If not specified, the content type is automatically detected based on the file extension:
- `.ttl`, `.turtle`: `text/turtle`
- `.nt`: `application/n-triples`
- `.n3`: `text/n3`
- `.nq`, `.nquads`: `application/n-quads`
- `.rdf`, `.xml`: `application/rdf+xml`
- `.jsonld`: `application/ld+json`
- `.json`: `application/rdf+json`
- `.trig`: `application/trig`

### Control Concurrency

Limit the number of concurrent uploads:

```bash
rdf-uploader upload path/to/*.ttl --endpoint http://localhost:3030/dataset/sparql --concurrent 10
```

### Verbose Mode

Enable verbose output to see detailed information about each batch upload, including the number of triples per batch and server response codes:

```bash
rdf-uploader upload path/to/file.ttl --endpoint http://localhost:3030/dataset/sparql --verbose
```

### Help

Get help on available commands and options:

```bash
rdf-uploader --help
rdf-uploader upload --help
```

## Testing

The project uses pytest for testing.

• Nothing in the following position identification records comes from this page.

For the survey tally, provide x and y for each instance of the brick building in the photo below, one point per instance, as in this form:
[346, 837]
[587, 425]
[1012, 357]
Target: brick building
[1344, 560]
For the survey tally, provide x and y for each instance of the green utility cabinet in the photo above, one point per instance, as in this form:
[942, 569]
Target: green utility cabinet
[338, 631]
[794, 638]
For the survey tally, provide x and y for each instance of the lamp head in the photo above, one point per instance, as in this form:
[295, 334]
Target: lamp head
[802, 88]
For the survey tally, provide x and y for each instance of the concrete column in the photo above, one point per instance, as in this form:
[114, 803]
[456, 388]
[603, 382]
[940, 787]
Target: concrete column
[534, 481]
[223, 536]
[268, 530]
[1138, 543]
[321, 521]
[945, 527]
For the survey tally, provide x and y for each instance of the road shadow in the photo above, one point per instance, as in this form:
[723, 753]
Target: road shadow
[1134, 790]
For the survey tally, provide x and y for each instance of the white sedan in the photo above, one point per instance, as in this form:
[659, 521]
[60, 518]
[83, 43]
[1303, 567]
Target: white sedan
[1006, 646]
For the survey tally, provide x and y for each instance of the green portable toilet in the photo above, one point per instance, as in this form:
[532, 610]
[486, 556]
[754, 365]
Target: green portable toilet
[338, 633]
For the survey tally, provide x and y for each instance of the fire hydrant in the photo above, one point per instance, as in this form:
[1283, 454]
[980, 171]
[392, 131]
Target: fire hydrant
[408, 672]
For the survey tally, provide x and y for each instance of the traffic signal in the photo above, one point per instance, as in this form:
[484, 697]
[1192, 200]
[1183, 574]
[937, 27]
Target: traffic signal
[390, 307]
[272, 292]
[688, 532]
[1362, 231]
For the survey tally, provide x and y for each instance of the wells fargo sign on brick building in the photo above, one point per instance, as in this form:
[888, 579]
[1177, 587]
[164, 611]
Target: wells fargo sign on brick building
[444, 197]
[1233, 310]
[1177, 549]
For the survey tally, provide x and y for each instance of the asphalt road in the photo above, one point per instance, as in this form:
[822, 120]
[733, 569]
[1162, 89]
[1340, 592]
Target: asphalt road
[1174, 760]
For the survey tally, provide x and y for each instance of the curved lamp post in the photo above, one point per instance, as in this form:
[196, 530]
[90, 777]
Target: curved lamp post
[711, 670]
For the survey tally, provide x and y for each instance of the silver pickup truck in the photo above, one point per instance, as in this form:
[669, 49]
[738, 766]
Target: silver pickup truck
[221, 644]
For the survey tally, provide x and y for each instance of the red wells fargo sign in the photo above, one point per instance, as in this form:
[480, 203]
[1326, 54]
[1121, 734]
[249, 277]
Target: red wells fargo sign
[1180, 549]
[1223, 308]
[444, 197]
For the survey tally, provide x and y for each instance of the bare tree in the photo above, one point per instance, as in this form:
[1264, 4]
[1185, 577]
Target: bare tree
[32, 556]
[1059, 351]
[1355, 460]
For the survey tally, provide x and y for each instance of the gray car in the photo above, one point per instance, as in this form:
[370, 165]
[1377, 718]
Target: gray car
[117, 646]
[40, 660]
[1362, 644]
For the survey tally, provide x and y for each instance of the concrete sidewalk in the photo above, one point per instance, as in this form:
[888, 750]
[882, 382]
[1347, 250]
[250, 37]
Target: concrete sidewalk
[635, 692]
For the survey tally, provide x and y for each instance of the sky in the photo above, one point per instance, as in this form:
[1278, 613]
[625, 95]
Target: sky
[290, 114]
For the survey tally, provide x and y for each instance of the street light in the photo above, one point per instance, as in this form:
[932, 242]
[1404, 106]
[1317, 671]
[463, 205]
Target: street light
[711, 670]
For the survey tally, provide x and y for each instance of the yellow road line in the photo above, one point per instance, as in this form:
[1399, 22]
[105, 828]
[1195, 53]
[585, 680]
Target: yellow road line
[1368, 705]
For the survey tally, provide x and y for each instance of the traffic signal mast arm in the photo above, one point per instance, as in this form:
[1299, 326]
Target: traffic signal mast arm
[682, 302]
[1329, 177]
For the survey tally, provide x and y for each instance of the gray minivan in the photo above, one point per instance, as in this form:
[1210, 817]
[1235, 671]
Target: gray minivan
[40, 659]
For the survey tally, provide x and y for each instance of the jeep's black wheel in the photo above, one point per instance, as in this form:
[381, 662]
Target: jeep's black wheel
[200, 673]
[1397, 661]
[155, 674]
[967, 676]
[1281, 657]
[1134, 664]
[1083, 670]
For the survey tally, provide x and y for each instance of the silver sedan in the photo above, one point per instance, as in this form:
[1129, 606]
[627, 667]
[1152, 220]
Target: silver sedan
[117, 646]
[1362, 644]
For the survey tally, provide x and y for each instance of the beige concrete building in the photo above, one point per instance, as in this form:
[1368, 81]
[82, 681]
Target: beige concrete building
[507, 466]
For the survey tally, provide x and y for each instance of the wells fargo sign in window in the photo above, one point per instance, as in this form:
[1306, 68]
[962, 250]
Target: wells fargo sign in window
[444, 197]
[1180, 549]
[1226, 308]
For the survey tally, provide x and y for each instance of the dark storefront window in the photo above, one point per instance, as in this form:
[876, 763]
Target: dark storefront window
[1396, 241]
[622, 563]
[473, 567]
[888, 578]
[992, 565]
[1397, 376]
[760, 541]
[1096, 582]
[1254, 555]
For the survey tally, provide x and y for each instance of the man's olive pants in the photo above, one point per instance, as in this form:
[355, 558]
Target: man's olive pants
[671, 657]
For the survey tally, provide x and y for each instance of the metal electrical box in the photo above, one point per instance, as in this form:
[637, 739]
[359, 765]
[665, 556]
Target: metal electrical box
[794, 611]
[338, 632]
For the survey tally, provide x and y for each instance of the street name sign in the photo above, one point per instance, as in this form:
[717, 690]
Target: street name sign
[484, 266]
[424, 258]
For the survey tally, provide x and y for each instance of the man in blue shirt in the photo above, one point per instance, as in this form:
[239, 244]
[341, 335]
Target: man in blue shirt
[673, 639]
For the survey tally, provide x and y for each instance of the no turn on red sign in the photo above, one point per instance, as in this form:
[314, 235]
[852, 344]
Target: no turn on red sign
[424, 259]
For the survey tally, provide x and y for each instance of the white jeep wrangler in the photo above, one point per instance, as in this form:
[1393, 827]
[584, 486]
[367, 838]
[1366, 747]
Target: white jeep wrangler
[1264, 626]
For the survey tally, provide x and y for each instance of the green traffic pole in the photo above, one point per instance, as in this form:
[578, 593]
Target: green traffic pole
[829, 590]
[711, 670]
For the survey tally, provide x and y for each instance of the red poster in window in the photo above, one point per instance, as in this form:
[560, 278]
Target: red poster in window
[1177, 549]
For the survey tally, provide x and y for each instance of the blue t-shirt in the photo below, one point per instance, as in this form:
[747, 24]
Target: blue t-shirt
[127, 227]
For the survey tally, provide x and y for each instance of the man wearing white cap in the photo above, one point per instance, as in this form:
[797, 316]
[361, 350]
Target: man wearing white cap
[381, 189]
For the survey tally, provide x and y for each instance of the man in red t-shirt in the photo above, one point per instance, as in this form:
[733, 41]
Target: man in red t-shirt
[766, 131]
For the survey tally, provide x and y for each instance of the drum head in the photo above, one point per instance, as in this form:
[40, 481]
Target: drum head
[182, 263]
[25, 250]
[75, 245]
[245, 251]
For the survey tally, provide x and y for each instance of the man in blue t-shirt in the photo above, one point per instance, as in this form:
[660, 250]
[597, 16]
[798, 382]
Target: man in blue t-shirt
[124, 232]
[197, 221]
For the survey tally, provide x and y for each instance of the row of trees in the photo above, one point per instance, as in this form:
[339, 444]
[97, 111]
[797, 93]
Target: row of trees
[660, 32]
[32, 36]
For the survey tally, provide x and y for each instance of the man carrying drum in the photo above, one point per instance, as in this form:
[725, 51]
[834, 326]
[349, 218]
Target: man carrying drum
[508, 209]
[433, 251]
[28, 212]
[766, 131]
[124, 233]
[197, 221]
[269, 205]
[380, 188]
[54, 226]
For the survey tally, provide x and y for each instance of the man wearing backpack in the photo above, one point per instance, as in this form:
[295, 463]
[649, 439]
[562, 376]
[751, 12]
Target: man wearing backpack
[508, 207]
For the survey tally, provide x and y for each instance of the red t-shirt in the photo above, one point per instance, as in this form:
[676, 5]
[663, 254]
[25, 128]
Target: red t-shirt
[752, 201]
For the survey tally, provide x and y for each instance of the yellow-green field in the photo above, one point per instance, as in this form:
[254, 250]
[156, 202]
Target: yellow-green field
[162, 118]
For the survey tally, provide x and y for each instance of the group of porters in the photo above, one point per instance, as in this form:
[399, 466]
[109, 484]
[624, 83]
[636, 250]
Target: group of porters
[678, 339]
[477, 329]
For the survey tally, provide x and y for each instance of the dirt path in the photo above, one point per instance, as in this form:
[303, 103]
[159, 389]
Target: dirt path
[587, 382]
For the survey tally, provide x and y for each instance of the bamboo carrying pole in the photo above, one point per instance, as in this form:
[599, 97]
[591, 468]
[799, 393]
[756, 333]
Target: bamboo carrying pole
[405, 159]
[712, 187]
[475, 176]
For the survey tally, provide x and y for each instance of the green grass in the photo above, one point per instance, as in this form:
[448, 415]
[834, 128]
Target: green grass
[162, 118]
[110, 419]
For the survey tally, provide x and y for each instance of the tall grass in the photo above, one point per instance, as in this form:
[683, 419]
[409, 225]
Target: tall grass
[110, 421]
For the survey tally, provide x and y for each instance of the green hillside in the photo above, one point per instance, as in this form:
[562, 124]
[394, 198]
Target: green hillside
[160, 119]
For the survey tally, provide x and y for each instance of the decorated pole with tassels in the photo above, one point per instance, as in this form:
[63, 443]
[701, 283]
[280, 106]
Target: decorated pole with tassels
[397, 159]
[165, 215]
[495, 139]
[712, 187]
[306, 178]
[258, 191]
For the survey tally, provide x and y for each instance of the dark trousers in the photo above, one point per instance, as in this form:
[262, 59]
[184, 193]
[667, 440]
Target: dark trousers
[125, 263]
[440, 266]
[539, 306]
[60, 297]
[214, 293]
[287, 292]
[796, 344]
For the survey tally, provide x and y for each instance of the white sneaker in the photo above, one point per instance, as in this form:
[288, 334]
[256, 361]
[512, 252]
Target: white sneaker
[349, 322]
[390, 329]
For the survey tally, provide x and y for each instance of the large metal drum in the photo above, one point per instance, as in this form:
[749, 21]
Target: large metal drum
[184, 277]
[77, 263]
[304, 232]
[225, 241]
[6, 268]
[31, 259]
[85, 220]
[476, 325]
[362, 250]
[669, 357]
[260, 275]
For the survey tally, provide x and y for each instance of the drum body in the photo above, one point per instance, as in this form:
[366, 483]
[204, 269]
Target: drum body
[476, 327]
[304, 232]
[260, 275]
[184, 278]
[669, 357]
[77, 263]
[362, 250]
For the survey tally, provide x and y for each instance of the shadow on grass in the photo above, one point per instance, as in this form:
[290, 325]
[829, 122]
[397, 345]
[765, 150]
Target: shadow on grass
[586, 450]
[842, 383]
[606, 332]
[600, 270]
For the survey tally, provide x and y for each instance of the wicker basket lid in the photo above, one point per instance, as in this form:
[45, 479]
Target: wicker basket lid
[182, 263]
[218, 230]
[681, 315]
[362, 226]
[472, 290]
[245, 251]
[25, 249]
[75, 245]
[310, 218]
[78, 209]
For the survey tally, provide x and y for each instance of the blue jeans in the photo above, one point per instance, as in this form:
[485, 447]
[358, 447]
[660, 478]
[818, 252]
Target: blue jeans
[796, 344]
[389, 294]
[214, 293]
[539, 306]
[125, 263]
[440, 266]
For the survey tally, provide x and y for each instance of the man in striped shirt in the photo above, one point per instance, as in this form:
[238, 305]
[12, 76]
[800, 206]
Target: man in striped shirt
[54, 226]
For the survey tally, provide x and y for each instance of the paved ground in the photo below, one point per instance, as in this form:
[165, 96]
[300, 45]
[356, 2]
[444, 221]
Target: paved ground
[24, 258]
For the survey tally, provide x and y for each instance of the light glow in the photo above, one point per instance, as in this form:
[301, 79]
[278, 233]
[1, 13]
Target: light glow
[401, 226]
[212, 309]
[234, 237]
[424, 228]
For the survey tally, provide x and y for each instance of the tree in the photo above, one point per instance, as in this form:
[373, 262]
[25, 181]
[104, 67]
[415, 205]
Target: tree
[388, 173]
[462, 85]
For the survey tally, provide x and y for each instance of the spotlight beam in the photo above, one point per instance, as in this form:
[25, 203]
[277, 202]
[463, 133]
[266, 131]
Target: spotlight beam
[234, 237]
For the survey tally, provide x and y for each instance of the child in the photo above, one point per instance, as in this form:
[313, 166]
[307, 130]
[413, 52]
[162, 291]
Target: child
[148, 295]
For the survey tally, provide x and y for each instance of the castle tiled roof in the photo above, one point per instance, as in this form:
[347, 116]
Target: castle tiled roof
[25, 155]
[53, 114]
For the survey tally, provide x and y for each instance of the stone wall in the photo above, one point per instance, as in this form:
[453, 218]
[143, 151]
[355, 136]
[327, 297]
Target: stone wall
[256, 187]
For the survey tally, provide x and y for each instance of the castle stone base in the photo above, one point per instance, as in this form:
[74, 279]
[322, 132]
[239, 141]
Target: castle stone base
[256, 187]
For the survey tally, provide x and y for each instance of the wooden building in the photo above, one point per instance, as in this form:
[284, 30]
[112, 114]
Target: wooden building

Tests are designed to work with live test databases.

```bash
# Run all tests
pytest

# Run specific test file
pytest tests/test_uploader.py

# Run with verbose output
pytest -v
```

### Test Configuration

Tests use a local SPARQL endpoint by default. You can configure the test endpoint by setting environment variables:

```bash
export TEST_ENDPOINT_URL=http://localhost:3030/test
export TEST_ENDPOINT_TYPE=fuseki
```

## Development

### Code Quality

The project uses ruff for linting and formatting:

```bash
# Run linting
ruff check .

# Run formatting
ruff format .
```

### Type Checking

The project uses mypy for type checking:

```bash
mypy src tests
```

## License

This project is licensed under the MIT License - see the LICENSE file for details.